He was a police reporter in a beautiful, vibrant city, rich with Black community and culture. But on September 29, Hurricane Katrina came. In the days and weeks that followed, the storm virtually wiped generations of that away.
“There was so much loss and so much death and so much uncertainty,” Lee told the AmNews in an interview. “Until you experience an American city and it feels as if the bottom of society has dropped out, where the least and hungriest among us are even more so in desperation ... I can't forget the smell — the smell of death, the smell of despair. But then also, within that, moments where neighbors stood up for each other.”
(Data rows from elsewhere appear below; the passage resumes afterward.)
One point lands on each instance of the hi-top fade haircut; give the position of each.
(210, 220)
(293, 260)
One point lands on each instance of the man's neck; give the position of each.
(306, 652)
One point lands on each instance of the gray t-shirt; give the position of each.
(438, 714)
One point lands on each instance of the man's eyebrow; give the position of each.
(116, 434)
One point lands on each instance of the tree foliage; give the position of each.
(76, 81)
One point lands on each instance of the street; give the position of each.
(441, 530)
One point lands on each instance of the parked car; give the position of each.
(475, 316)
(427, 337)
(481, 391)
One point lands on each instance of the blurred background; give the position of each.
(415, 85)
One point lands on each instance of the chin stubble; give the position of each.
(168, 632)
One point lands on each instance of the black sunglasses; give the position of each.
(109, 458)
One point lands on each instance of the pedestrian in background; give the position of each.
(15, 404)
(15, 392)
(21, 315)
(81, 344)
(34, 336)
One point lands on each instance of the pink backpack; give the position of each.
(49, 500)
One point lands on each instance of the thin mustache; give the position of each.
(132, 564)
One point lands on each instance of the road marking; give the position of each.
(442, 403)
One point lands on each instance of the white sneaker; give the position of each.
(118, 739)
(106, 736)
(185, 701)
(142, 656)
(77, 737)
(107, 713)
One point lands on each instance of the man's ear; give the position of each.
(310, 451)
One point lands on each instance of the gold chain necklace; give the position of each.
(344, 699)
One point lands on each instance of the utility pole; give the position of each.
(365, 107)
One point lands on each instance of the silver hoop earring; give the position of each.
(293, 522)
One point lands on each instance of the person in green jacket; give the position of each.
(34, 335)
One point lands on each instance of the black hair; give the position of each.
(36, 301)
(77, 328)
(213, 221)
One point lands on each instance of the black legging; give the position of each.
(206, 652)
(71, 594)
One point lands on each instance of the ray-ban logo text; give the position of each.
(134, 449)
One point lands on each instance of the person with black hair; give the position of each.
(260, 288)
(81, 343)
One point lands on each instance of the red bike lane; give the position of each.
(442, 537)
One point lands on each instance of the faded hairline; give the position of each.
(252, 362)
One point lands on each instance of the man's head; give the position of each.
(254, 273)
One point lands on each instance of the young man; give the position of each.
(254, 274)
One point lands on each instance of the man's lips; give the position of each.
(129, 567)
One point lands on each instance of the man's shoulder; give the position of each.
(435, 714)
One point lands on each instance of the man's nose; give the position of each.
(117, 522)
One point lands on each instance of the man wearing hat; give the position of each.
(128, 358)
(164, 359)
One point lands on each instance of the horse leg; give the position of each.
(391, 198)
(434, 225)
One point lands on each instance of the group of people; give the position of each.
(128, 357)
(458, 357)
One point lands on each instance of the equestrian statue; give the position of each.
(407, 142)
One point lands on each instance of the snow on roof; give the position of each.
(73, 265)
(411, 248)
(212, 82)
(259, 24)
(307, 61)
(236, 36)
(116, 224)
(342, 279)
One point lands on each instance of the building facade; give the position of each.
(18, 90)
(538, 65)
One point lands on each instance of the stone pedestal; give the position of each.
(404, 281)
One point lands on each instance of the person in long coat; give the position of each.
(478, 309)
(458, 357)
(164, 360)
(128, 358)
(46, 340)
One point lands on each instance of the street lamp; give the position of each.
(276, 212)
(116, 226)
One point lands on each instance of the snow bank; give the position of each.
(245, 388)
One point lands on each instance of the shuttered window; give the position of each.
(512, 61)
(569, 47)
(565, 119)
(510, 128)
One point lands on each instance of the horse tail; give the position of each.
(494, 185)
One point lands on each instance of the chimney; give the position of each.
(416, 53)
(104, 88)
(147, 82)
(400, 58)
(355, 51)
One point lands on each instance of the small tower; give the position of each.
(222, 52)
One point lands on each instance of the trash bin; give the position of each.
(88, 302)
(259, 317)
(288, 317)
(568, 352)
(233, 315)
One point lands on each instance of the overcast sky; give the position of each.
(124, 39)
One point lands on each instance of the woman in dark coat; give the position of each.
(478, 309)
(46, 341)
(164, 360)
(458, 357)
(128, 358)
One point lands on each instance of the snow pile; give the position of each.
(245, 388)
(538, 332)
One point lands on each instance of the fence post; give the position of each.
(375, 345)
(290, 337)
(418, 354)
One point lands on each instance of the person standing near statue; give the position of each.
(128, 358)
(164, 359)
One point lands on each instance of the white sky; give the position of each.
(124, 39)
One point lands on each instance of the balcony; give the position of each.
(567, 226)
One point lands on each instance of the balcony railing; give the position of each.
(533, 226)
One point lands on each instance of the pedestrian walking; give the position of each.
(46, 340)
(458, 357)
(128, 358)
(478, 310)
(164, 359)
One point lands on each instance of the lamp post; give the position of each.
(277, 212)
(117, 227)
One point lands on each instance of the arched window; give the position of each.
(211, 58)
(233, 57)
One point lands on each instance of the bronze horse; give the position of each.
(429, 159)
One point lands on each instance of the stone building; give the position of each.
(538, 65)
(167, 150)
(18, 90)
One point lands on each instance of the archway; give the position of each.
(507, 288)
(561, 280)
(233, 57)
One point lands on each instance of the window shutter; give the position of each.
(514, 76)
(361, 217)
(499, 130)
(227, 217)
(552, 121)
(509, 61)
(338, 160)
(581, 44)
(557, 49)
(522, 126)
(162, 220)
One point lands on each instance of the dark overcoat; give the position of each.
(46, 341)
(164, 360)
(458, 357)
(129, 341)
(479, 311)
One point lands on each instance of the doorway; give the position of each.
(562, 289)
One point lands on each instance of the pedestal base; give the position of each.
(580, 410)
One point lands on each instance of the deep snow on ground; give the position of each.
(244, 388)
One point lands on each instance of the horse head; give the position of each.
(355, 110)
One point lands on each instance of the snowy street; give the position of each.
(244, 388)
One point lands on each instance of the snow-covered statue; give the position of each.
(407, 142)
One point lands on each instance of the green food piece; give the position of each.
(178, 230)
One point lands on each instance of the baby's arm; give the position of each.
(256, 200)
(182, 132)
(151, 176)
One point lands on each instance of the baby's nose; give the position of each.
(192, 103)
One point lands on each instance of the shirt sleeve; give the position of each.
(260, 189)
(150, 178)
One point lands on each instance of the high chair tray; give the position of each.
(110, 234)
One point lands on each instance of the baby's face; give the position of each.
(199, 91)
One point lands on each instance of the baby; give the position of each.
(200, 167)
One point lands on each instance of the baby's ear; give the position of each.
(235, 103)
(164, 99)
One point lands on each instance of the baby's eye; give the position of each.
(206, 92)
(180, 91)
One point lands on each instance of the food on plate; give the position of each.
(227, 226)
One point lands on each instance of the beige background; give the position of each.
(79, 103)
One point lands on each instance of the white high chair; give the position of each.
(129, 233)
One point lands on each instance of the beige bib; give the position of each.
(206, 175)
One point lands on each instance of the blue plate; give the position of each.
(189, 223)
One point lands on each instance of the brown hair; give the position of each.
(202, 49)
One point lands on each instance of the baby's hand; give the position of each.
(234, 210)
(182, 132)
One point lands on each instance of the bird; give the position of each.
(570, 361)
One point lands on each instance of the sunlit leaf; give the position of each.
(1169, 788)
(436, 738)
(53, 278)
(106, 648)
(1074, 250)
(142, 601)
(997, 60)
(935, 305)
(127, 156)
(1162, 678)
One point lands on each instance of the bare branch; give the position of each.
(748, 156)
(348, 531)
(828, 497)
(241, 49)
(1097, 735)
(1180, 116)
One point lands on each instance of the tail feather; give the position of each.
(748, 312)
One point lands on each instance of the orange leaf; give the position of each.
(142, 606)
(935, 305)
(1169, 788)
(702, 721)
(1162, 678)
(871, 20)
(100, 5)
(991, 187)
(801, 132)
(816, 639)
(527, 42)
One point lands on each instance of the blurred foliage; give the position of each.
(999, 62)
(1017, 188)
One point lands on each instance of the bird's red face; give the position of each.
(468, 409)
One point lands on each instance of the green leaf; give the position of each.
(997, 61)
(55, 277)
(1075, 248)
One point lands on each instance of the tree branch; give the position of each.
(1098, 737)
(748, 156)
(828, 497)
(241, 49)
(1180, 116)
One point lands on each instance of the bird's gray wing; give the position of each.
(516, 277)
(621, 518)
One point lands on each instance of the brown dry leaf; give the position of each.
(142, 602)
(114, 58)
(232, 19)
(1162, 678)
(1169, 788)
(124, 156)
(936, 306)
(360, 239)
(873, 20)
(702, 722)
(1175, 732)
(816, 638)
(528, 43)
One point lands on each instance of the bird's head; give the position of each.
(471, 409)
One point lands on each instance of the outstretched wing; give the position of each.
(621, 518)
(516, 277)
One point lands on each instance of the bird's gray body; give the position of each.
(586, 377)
Two decades since that time, Lee has gone on to win multiple accolades in his field, but his heart has always been in the Big Easy. He has returned to his reporting roots with his first foray into documentary work with “Hope in High Water: A People's Recovery Twenty Years After Hurricane Katrina,” focusing on the precariousness of Black life in a post-Katrina landscape.
A New Jersey native, Lee, 46, was hired as a reporter at the Times-Picayune in 2005, a few months before the storm hit. His coverage of the devastation Katrina wrought earned him a Pulitzer Prize in 2006. Lee went on to become a writer for the Huffington Post and the New York Times, an MSNBC contributor, author, entrepreneur, and host of the “Into America” podcast.